Tuesday, September 09, 2014

Finding my drive

     I was never athletic during high school. I played softball in the spring but after the season was over I didn't touch a softball once until the following spring. I wasn't talented at the game. I could slug a ball great. Though, so could five other girls. I wasn't competitive like the others who played sports all year long, either. I just enjoyed the game. Problem was... I wasn't a help to my teammates. Not too mention my coach was the biggest douche of a man I've ever met. My senior year I gave up on softball. I was part the Varsity team only as a supporter. At first I was royally pissed off, but then I tried a new sport. An individual sport that I was good at and could continue growing my strength and skills. Power lifting.   
    Back track to my Sophomore year. I had just met my biological father. Of course, I'd seen old pictures of him from my mother. He was tall and a little thick with sandy blond hair and dark brown eyes. He was a little awkward and sheepish when pictured around my mother because she was older than him. Those photos had not prepared me for the mass of muscle that is my father today. His shoulders, arms, legs, neck, hands, everything are all enormous and muscular. It's intimidating to people. So, as he came walking up the driveway to pick us up I was in utter shock. I didn't think I was seeing the right person. But I was because we got into the car and off we went to Lucky's for dinner. We got along wonderful. From that day on he was over at the house all the time. Eventually, my mother and him got back together and are currently engaged. When I asked him why he was so huge compared to the pictures I'd seen he told me a little about power lifting. Basically, it's a bunch of people who lift extreme amounts of heavy weight in three different categories. Bench, squat, and dead lift. I was fascinated. He told me he was pro lifter and showed me some of his records. He took me to the gym with him a few times. As the months went by he started bringing his equipment over to our house in the garage and would train there with other big, bulky, sweaty men. I would use the machines for my own workout sessions but wasn't interested in the sport. I feared bulking up like that. I had no intention of becoming manly looking. Nor did I believe in my ability to discipline myself. That all changed, however, when I finally went to see him compete in a meet.

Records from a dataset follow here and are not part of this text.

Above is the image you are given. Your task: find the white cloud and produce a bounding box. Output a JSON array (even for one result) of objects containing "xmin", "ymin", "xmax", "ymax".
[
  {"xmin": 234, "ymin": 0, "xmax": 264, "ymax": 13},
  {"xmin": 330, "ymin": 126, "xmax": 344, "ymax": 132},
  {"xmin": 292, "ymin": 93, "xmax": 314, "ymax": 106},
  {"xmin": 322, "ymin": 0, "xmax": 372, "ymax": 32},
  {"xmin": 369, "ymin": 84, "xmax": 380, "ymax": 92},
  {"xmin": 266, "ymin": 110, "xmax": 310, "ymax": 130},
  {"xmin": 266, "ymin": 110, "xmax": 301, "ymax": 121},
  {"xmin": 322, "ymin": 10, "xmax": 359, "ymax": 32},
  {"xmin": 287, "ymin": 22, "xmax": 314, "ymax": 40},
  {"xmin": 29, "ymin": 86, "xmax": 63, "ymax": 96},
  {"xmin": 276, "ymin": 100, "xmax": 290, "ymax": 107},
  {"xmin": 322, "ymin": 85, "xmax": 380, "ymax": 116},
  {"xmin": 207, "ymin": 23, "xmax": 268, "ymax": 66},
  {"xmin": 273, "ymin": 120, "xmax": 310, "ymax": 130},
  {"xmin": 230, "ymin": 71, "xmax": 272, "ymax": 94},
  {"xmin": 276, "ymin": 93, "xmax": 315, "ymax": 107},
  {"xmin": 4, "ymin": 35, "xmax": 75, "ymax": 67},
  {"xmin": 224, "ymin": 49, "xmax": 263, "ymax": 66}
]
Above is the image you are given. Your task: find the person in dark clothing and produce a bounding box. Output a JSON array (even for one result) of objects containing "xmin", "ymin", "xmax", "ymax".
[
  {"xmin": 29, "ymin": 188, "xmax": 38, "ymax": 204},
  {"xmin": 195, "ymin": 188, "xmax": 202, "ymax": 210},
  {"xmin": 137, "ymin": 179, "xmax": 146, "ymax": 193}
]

    This past March I traveled to Grand Rapids. My father weighed in that night and the next morning my mother and I stood in the back of the room waiting for his turn. I expected to see hulk sized men in tight leotards (singlets) lifting 800 pounds and grunting. What I didn't expect to see were people of all shapes, sizes, and skill levels competing. I especially didn't expect women to be competing. I was in awe. Some of the girls who got on the platform to lift were 5 foot nothing and 100 pounds, but they were lifting three times their own weight! One girl was 4'8", 97 pounds, and dead lifted 336 pounds. My mind was blown. I was completely envious. I wanted that strength. I wanted that confidence. When the meet was over I told my dad how impressed I was. He laughed at my amazement. I told him that I was inspired to be strong like that. I wanted to lift. 
    After that day I looked at my schedule and realized I was too busy to start training seriously. Once I graduated and had everything in order for college I stepped up. The training is hard and takes a lot of you, but I haven't lost my drive. Already, I'm stronger than I've ever been and between my father and my boyfriend I have an amazing support system. My reasons for picking this topic are so I can stay focused on my training, track my progress, and laugh at my failures or mishaps. Maybe along the way I'll inspire another to become stronger with me.